A few years previous to the period in which our tale opens, an event
occurred which altered the course of Captain Ellice's life, and for a
long period plunged him into the deepest affliction. This was the loss
of his wife at sea under peculiarly distressing circumstances.
At the age of thirty Captain Ellice had married a pretty blue-eyed girl,
who resolutely refused to become a sailor's bride unless she should be
permitted to accompany her husband to sea. This was without much
difficulty agreed to, and forthwith Alice Bremner became Mrs. Ellice,
and went to sea. It was during her third voyage to the West Indies that
our hero Fred was born, and it was during this and succeeding voyages
that Buzzby became "all but a wet-nurse" to him.

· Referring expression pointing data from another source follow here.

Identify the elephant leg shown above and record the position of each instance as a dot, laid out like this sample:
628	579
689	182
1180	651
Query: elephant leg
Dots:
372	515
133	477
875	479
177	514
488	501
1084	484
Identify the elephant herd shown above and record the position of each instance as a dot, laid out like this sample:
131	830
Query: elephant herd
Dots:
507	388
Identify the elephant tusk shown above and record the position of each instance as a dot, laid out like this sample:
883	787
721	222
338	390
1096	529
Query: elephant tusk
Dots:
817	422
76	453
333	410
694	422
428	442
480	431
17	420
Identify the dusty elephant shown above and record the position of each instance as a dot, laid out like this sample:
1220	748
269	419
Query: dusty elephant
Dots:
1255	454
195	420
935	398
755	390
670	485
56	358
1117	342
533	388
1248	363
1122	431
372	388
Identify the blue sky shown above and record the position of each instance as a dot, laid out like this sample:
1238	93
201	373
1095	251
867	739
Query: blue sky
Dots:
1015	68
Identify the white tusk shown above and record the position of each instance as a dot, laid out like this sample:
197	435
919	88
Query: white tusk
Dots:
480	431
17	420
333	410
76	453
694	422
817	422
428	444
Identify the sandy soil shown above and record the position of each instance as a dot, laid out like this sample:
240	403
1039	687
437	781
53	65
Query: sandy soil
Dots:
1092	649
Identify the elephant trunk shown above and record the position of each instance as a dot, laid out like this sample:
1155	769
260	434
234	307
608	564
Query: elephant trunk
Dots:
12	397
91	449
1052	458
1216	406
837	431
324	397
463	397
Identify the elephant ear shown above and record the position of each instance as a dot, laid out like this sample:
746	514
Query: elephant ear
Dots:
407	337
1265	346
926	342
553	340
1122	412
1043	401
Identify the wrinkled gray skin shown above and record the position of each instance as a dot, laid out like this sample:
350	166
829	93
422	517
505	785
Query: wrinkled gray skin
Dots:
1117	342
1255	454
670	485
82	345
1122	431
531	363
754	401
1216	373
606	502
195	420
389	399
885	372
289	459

Mrs. Ellice was a loving, gentle, seriously-minded woman. She devoted
herself, heart and soul to the training of her boy, and spent many a
pleasant hour in that little, unsteady cabin in endeavouring to instil
into his infant mind the blessed truths of Christianity, and in making
the name of Jesus familiar to his ear. As Fred grew older his mother
encouraged him to hold occasional intercourse with the sailors--for her
husband's example taught her the value of a bold, manly spirit, and she
knew that it was impossible for her to instil _that_ into him--but she
was careful to guard him from the evil that he might chance to learn
from the men, by committing him to the tender care of Buzzby.